Worldwide rabies is a serious problem in many developing countries. It is estimated that rabies causes 50,000+ deaths each year mostly in rural regions of 3rd world countries. Dr. Bob got a call from a client vacationing is Mexico once. Seems she tried to pet a cat that wandered onto the beach. When touched the cat bit the client. Dr. Bob advised that the local health officials should be contacted and every effort should be make to catch the cat. The client checked with her doctor when she got home and nothing become of the event.  For Dr. Bob that was a very scary situation that could have lead to the client needing to be treated with  a protocol  called PEP.  Want more info ask for rabies handout.

ACL Repair

Recently published data from retrospective studies of ACL repair supported our long term position concerning the three most common methods used.  A procedure called TTA had complication rates that were prohibitively high. When we looked at adding TTA to our surgical list we felt it was not the way to go and backed away completely. We have seen several cases with serious complications post TTA. That leaves TPLO and the Lateral suture stabilization method as  surgical choices. In most cases we do not feel that the very expensive TPLO is warranted and gives no better long term results than the suture technique. The study did not find that TPLO was the optimal treatment for ruptured ACL.  Drs. Bob, Jen and John are all proficient at the lateral suture technique for stabilizing the torn knee ligament.  Our name for this procedure is FIT and we have done well over 2000 cases with great success and few complications. The great news is FIT  is the least expensive of the three procedures and in our practice gives great results. The final outcome of any ACL surgery is dependent on a combination of good surgical technique and aggressive rehabilitation for the first three months after surgery. All ACL patients should be on a joint protective for the rest of its life after the injury and surgery.

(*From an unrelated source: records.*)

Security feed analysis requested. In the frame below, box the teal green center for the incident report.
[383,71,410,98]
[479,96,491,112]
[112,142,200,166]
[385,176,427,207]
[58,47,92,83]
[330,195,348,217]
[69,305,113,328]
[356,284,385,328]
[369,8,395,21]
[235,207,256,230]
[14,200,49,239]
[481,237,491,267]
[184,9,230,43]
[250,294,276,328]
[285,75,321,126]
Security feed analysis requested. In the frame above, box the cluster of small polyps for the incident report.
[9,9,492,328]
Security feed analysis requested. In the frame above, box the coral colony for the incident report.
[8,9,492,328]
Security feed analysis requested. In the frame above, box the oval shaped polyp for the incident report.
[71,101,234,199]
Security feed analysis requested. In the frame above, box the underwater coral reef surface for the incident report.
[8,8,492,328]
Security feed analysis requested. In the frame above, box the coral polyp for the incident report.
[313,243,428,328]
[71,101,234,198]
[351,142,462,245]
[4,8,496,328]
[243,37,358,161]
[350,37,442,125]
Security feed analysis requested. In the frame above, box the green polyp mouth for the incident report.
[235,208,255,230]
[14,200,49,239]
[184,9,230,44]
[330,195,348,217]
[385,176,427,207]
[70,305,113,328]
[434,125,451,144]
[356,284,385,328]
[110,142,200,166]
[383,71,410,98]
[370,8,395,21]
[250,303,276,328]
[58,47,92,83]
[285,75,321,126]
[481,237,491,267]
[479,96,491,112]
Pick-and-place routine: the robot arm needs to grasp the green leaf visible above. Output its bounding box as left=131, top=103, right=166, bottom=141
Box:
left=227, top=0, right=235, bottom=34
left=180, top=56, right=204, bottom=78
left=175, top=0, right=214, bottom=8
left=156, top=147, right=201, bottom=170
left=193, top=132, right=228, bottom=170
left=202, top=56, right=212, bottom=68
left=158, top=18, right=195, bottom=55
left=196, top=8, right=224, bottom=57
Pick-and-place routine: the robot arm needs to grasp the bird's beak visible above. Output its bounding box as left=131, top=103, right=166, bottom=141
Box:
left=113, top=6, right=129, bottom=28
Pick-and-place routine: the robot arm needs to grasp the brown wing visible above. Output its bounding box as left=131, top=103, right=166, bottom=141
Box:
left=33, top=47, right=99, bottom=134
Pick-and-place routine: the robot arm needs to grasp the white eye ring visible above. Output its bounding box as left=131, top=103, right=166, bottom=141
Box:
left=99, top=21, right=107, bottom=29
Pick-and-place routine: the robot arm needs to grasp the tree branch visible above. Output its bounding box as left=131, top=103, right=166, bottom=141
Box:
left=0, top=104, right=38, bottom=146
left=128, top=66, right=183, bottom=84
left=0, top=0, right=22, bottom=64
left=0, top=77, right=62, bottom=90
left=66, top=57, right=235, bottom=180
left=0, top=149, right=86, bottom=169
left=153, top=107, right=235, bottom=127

ASAP, anesthesia safe as possible, is the SylvaniaVet mantra for every case every day.  To that end we are constantly making small tweaks to our protocols so that we can wake up every patient.  Check in by a registered tech is the first step, a full physical exam by a licensed veterinary nurse, is next. We strongly recommend a preanesthetic safety package that includes blood counts, blood chemistry, blood pressure testing, an ekg and in older animals a urine and more extensive blood chemistry. Most clients accept the safety package for which we are grateful.  Our newest tweak is that each pet is then given premedication to prevent stomach reflux while asleep and its IV fluid site, yes all anesthesia/sedation patients receive IV fluids, is clipped and a topical anesthetic cream is applied to make inserting the IV catheter less painful. Several minutes before anesthesia induction is administered an injection of a  premed of a sedative and pain control is given. Finally, the primary anesthesia is administered and the pet is incubated. During surgery or dental a seven parameter monitor is hooked up to our patient.  Vitals are taken and recorded every 5 minutes throughout the procedure. During recovery a person is assigned to the patient monitoring breathing, heart rate, temperature and color until it is awake and ready to go back to its kennel. We have special recovery blankets and hot air body warmers if needed to make recovery quick and comfortable.